Wednesday Nov 5th This forenoon I painted the water pails and
several kegs or butter firkins Looked over my sheets
and put them in order. Afternoon went to the sewing
circle at Mr Horace Pools our last meeting for the
season Mrs Elijah Howard had the bag and we
had no work We were invited to Mr Sheldons Mrs
Hubbell Ames & Witherell went Father has
changed Dominic for another horse of Nelson Howard
Evelina demonstrated her range of housekeeping skills today. She put fresh paint on wooden pails, kegs and firkins for her pantry, cellar and shed, and organized her linen closet. Her house was in order for the coming winter.
The last Sewing Circle of the year met this afternoon at Abby and Horace Pool’s house. As always, the Unitarian ladies gathered in fellowship to sew and have tea, probably in the company of Rev. William Whitwell. Today, however, they had no shared sewing to do, as Nancy Howard, whose turn it was to bring “the bag” of work, failed to deliver it. No matter; the women seemed to cope. Some went on to visit Luther Sheldon and, presumably, his wife Sarah.
The Reverend Luther Sheldon was the minister of the local Orthodox Congregational Church. A conservative and devout man in his mid-sixties, Sheldon had been involved two decades earlier in a controversial schism within Easton’s Congregational Church that resulted in the splitting off of a new congregation of Unitarians – including the Ameses. Old Oliver and his sons had taken a leading role in encouraging Unitarianism, and made some enemies in the process. Rev. William Chaffin, who came to town many years later, included an extensive examination of the controversy in his 1866 town history.
What did Old Oliver think of his daughter, Sarah Witherell, and their houseguests paying a call on the Sheldons? Or did he pay any attention at all to their socializing? He may have been too busy horse-trading.

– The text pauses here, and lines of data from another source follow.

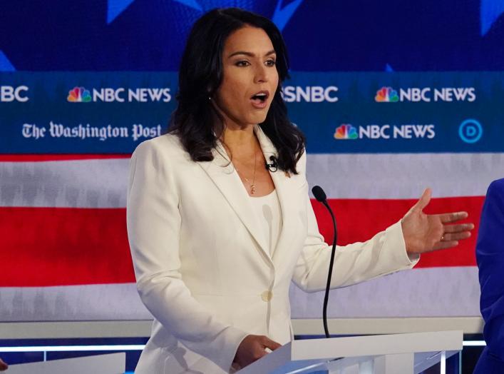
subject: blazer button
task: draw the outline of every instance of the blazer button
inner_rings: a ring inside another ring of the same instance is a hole
[[[269,301],[273,298],[273,293],[271,291],[264,291],[261,293],[261,298],[262,301]]]

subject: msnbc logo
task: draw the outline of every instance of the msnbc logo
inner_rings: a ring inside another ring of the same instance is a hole
[[[335,139],[356,139],[357,138],[359,138],[357,129],[348,123],[341,125],[334,131]]]
[[[376,91],[374,101],[378,103],[396,103],[399,101],[399,96],[392,87],[381,87]]]
[[[91,95],[84,87],[73,87],[68,91],[66,100],[71,103],[88,103],[91,101]]]

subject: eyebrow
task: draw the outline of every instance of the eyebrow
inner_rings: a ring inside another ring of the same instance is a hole
[[[267,53],[264,56],[269,56],[270,54],[276,54],[277,52],[274,51],[274,49],[272,49],[269,51],[268,53]],[[248,56],[250,57],[254,57],[255,54],[252,54],[252,52],[245,52],[244,51],[238,51],[237,52],[234,52],[229,55],[227,56],[228,59],[232,57],[233,56],[236,56],[237,54],[245,54],[245,56]]]

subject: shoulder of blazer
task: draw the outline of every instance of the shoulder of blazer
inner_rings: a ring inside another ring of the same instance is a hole
[[[178,136],[171,133],[165,133],[143,141],[137,146],[132,157],[150,153],[157,155],[158,157],[163,158],[170,164],[177,164],[184,161],[192,162],[189,153],[182,146]]]

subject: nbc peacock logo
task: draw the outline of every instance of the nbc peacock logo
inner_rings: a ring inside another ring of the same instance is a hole
[[[349,123],[343,123],[334,131],[334,138],[338,140],[356,139],[359,138],[357,129]]]
[[[68,91],[66,100],[71,103],[88,103],[91,95],[84,87],[73,87]]]
[[[374,101],[377,103],[396,103],[399,101],[399,96],[392,87],[381,87],[376,91]]]

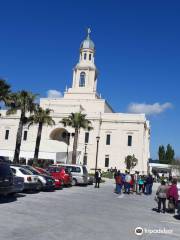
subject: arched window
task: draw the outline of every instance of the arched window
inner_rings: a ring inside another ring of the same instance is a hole
[[[86,78],[85,72],[81,72],[80,73],[80,80],[79,80],[79,87],[84,87],[85,86],[85,78]]]

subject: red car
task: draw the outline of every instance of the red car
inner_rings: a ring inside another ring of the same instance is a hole
[[[34,168],[41,174],[45,174],[45,175],[48,175],[48,176],[51,175],[51,174],[49,174],[49,172],[47,172],[43,168],[39,168],[39,167],[34,167]],[[62,189],[62,181],[59,178],[55,178],[52,175],[51,175],[51,177],[55,180],[55,189]]]
[[[55,179],[61,180],[64,186],[72,186],[72,175],[67,169],[63,167],[49,166],[47,171]]]

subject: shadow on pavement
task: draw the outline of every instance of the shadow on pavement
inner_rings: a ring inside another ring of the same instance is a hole
[[[176,220],[180,220],[180,215],[174,215],[174,218],[175,218]]]
[[[17,201],[16,195],[14,196],[0,196],[0,204],[11,203]]]

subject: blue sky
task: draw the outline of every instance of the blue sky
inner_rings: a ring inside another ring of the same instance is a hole
[[[180,1],[0,0],[0,9],[0,77],[13,90],[63,92],[91,27],[98,91],[118,112],[149,114],[153,158],[168,143],[180,156]]]

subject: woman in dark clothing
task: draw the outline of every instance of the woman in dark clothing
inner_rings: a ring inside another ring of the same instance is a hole
[[[161,204],[163,205],[162,212],[166,212],[166,197],[167,197],[168,187],[166,186],[166,182],[162,181],[161,185],[158,187],[156,195],[158,197],[158,212],[161,212]]]

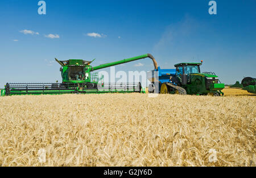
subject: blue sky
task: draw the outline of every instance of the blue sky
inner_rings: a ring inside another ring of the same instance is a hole
[[[38,1],[0,1],[0,88],[61,81],[54,57],[97,65],[147,53],[163,68],[202,59],[201,71],[226,84],[256,77],[255,0],[217,0],[217,15],[208,0],[46,0],[46,15]],[[115,68],[152,69],[149,59]]]

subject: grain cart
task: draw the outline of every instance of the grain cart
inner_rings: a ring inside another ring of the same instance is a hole
[[[93,67],[93,61],[81,59],[55,60],[61,65],[61,83],[7,83],[1,90],[1,96],[23,94],[57,94],[65,93],[144,93],[141,82],[138,83],[104,83],[104,76],[92,72],[105,68],[149,57],[152,59],[155,68],[157,64],[154,57],[146,54],[123,59],[113,63]]]
[[[161,69],[160,67],[147,73],[151,83],[148,92],[162,94],[223,96],[221,91],[224,84],[220,83],[213,72],[200,71],[201,63],[181,63],[175,64],[176,69]]]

One thought on “November 5, 1851”
If I understand Chaffin correctly, Old Oliver was more of an abritrator, than a partisan in the church schism. Yes, he supposedly said, “Choose the Unitarian,” but he was also selected to mediate the split. I think that he had the reputation as a hard man, but a fair one. From what can surmised from our 150-250 yr old documents, he was a lot more passionate about shovels and oxen than religion, but we see through the glass darkly. Who knows what the journals do NOT say, either because such things were too obvious to be said or not considered appropriate to be recorded for a wide range of reasons?